To be fair, that was really stacking the deck in favor of Java: I didn't care about reader fields or any entry metadata like position, and fetching every document in a large view is possibly the most expensive way to use it. Presumably, fetching just the first entry would make the view version much faster. Still, it shows that it might be useful in some cases, so I decided to try something a bit more complicated.
I made another view with 15k documents (task requests) and two columns: the date of the request, sorted, and the summary line. I matched that up with a TreeSet
containing List
s of Map
s and iterated over both to fetch and print the entry data. Again, the Java version ended up way faster, taking about 25% of the time.

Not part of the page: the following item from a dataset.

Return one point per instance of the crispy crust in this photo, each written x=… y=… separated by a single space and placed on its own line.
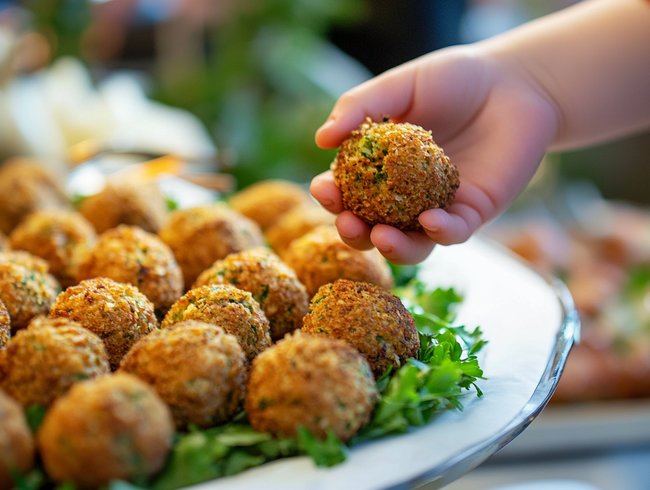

Now it has me wondering about whether it'd be worth investigating further. It's fair to assume that Java can be treated as the new "native" language of Domino, so serialization is potentially a legitimate mechanism. Furthermore, a real implementation of an alternative view index wouldn't have to be as hopelessly naive as the one I put together: the basic java.util.* collections are almost definitely not the best storage mechanisms for a database index, and, better still, this is well-trodden territory. Since normal views would still exist in this magic future world, these fancy views could eschew a lot of the UI and build-performance requirements of the normal ones in favor of fancy tricks like native knowledge of serialized data structures. Imagine storing structured data like a table of line items in a MIME entity but then being able to query that in a "view". Reader fields could be handled by storing the applicable names in the "entry" and then comparing that two the user's names list at runtime, presumably like standard views do. A server task could handle monitoring document changes and making incremental changes (like happens now, really).
So it's theoretically possible. Would it be worth it? I'm not sure - maybe. It's fun to think about, in any event.
Tim Tripcony - Sun Aug 05 03:10:18 EDT 2012
No... words... they should have sent a poet.
Nathan T. Freeman - Sun Aug 05 11:11:44 EDT 2012
I've got 3 words for you: Concurrent Skip List
By the way, unless you need these serializations to be replicatable, there's no reason to store them in MIME entities. Just write them directly to a folder on the server like DAOS does. Regular view indicies aren't replicated -- they are unique to each instance of the NSF, and many of us have been asking IBM to get them OUT of the NSF for quite some time. So don't make the same mistake with your own indexer strategy.
Jesse Gallagher - Sun Aug 05 13:41:15 EDT 2012
Oh crap, yeah. Even though I knew it wouldn't have to be replicatable, I still had the notion in my head that I'd have to get to the index data remotely via NRPC, like from a Notes client or across servers. Since that's not necessarily the case, I can make things easier on myself.